Ministers have long been working on introducing a deposit scheme which would see a small charge added to the price of certain products.
That money would then be returned to the customer if and when they return the packaging to be recycled.
The Government is expected to launch a fresh consultation this week to hammer out how the scheme could work ahead of a potential rollout in 2023.
The scheme represents the latest attempt by the Government to make the nation greener after similar initiatives like increasing charges on plastic shopping bags and banning plastic straws.
The deposit return scheme is likely to prompt memories of initiatives which were in place in the UK in the 1950s, 1960s and 1970s which saw some milkmen offer refunds to people who returned glass bottles.
Some manufacturers also used to offer a small payment for returned bottles.
The Government is planning to introduce a deposit return scheme for plastic bottles in a bid to boost recycling
The proposed launch of a deposit return scheme for plastic bottles will inevitably draw comparisons with similar initiatives from the last century.
The idea of offering a deposit refund on glass bottles can be traced back to 1905 in the UK.
Before that businesses were reliant on customers voluntarily returning bottles.
In the 20th Century some firms like AG Barr, the Scottish maker of Irn Bru, would offer a halfpenny for a returned bottle so that they could be re-used.
And in the 1950s, 1960s and 1970s some milkmen would collect bottles from doorsteps and offer a refund in return.
However, such schemes died out in the 1980s because of the introduction of metal cans and cheap plastic bottles.
An initial consultation on introducing a deposit return scheme was launched in 2019 when Michael Gove was environment secretary.
That consultation concluded with the Government saying it was minded to bring forward the initiative.
A further round of consultation is now expected to look at the specifics of how the scheme could work.
It will look at which items should be included in the scheme and likely consider how much the deposit should be amid reports that it could be set at 20 pence.
The initial consultation suggested the scheme could cover plastic bottles, steel and aluminium cans, and glass bottles.
UK consumers go through an estimated 14billion plastic drinks bottles, nine billion drinks cans and five billion glass bottles a year, according to the Government.

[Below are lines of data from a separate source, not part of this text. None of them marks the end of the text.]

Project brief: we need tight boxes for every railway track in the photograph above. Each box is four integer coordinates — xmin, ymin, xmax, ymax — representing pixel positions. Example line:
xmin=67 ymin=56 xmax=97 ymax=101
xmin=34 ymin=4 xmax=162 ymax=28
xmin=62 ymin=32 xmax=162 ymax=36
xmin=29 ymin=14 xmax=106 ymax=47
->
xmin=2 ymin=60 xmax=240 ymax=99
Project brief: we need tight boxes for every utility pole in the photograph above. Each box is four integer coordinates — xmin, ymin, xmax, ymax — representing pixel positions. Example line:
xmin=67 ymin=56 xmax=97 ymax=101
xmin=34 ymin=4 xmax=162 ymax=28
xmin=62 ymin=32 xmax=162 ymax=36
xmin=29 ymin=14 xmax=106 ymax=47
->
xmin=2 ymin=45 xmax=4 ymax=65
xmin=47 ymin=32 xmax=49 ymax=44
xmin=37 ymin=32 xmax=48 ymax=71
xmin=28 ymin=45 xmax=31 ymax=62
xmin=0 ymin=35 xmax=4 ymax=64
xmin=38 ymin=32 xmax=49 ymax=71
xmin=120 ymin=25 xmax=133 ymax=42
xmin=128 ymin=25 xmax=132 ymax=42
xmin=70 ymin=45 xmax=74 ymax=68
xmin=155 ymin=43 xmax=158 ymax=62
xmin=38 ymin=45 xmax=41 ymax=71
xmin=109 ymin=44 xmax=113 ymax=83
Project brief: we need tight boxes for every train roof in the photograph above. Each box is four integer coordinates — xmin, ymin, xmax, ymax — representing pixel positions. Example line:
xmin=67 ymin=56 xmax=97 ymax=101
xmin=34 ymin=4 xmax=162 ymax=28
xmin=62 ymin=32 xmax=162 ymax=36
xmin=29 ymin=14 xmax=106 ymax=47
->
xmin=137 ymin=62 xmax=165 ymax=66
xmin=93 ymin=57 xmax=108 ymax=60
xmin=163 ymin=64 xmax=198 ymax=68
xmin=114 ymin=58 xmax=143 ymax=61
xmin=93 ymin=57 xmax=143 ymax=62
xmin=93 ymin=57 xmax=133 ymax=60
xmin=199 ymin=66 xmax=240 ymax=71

Many of those are recycled but ministers believe more can still be done to increase recycling rates.
Deposit return schemes have boosted recycling in European countries, with deposits ranging from five pence to 22 pence on the continent.
The deposit would be paid back when empties are returned to a network of ‘reverse vending machines’ in supermarkets across the country.
The deposit return scheme for drinks containers would be the latest in a long line of recent green government initiatives.
An initial consultation on the scheme was launched in 2019 when Michael Gove was environment secretary. A fresh consultation is expected to launch later this week to hammer out the final details
A ban on plastic straws, stirrers and plastic-stemmed cotton buds was implemented in October last year.
Meanwhile, ministers have already pledged to double the price of single-use bags as part of the ongoing war on plastic.
The bag tax will be increased to 10p and extended to all small shops, markets and takeaways from April.